Ours is a large cohort of TMA following HSCT in children. The prevalence of TMA in our study is 0.8% with an increasing trend in recent years. The mortality in our pediatric TMA cohort is 30%, which is in contrast to the higher mortality reported in previously published, small-case series. The literature suggests a three-hit hypothesis, with the first hit being genetic factors, the second hit coming from conditioning regimens such as chemotherapy and/or radiation, and hit three occurring when the patient experiences other sources of endothelial injury, such as medication, GVHD, or infection, such as with viral illnesses. Patients with a genetic mutation in a complement gene, while it may be benign in a large percentage of the population, when combined with a stressor to the endothelium, can promote microangiopathic disease. It will be important moving forward to establish criteria to identify patients at high risk to develop TMA. Our study further distinguished risk among the graft source of HSCT, showing increased TA-TMA association with PBSCT compared with BMT recipients.

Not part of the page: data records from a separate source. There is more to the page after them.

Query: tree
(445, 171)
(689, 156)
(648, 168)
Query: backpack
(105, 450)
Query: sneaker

More recent data will be important to assess the role of therapeutic agents in the prevention and treatment of TMA, such as eculizumab. HHV6 emerged as not only a risk factor for TMA but also as associated with increased mortality in these patients, and CMV was also significantly associated with TMA. Studies exploring the pathophysiology of TMA and its relationship to other complications of HSCT and to prove the effect of HHV6 on complement on a molecular level and therapeutic interventions are needed to optimize the outcome.